Settlement of foreign exchange refers to the behavior that the owner of foreign exchange income sells his foreign exchange income to the designated foreign exchange bank, and the designated foreign exchange bank pays the equivalent local currency at a certain exchange rate. There are many forms of foreign exchange settlement, such as compulsory foreign exchange settlement, willingness foreign exchange settlement and quota foreign exchange settlement. Compulsory foreign exchange settlement means that all foreign exchange income must be sold to designated foreign exchange banks, and foreign exchange is not allowed to be retained; Willingness to settle foreign exchange means that foreign exchange income can be sold to designated foreign exchange banks or left in foreign exchange accounts, and the owner of foreign exchange income decides whether to settle foreign exchange; The limit of foreign exchange settlement means that foreign exchange income cannot be settled within the quota approved by the state, and those exceeding the limit must be sold to designated foreign exchange banks. At present, China mainly implements the compulsory settlement system, and some enterprises are approved to implement the quota settlement system; Implement a system of willing foreign exchange settlement for domestic residents.

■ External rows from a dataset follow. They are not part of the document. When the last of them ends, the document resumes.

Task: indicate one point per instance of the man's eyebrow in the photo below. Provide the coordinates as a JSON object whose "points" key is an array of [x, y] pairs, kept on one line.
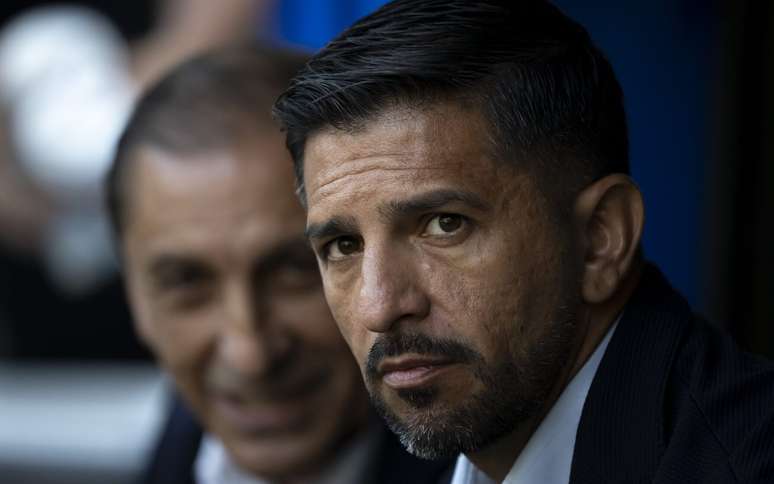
{"points": [[432, 200], [330, 228]]}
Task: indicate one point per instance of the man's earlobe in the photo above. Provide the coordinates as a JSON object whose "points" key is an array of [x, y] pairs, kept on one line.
{"points": [[610, 215]]}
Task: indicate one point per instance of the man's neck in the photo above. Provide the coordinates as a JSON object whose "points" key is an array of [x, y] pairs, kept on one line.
{"points": [[497, 459]]}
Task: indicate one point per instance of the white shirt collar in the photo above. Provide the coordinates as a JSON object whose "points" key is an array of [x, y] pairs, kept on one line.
{"points": [[547, 457], [213, 464]]}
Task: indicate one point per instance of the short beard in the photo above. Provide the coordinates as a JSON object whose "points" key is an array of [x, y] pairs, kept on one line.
{"points": [[513, 393]]}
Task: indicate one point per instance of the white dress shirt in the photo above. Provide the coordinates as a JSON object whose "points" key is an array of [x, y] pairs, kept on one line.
{"points": [[547, 457], [213, 464]]}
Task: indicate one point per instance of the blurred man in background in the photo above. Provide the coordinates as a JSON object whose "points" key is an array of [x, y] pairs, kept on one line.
{"points": [[227, 294]]}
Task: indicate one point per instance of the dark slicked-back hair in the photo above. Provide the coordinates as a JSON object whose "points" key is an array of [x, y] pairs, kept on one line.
{"points": [[549, 95], [207, 103]]}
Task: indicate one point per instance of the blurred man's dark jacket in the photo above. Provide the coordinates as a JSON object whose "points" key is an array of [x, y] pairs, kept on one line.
{"points": [[173, 460], [675, 401]]}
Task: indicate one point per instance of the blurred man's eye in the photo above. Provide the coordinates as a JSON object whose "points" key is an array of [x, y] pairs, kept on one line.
{"points": [[181, 276], [296, 272]]}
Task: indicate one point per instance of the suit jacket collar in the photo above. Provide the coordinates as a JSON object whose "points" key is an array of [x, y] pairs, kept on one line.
{"points": [[621, 433]]}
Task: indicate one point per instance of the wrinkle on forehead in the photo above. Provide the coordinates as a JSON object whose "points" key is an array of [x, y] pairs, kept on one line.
{"points": [[400, 139]]}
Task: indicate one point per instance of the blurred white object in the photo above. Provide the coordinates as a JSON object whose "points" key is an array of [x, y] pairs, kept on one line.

As long as the relevant regulations are met, there is no total limit on the settlement or purchase of foreign exchange under personal real trade, and it shall be handled according to actual needs.
What does the financial expenses include?
Financial expenses include interest expenses (minus interest income) incurred in the production and operation of enterprises, net exchange losses (some enterprises, such as commodity circulation enterprises and insurance enterprises, are accounted for separately and are not included in financial expenses), handling fees of financial institutions, bond printing fees, foreign loan guarantee fees and other financial expenses incurred in financing.
1. Interest expense refers to the net amount of short-term loan interest, long-term loan interest, bill payable interest, bill discount interest, bond payable interest, long-term interest payable and other interest expenses (except capitalized interest) of imported equipment minus bank deposit interest income.
2. Exchange loss refers to the difference between the buying price and selling price of the bank and the exchange rate used for bookkeeping due to the settlement or purchase of foreign exchange from the bank, and the difference between the ending balance of foreign currency in each foreign currency account at the end of each month (quarter and year) and the original book amount.
3. Relevant handling fees refer to the handling fees to be paid for issuing bonds (excluding the handling fees to be capitalized), handling fees of issuing banks, handling fees for adjusting foreign exchange, etc. , but does not include the handling fee paid for issuing shares.
4. Other financial expenses, such as financing lease expenses incurred in financing fixed assets.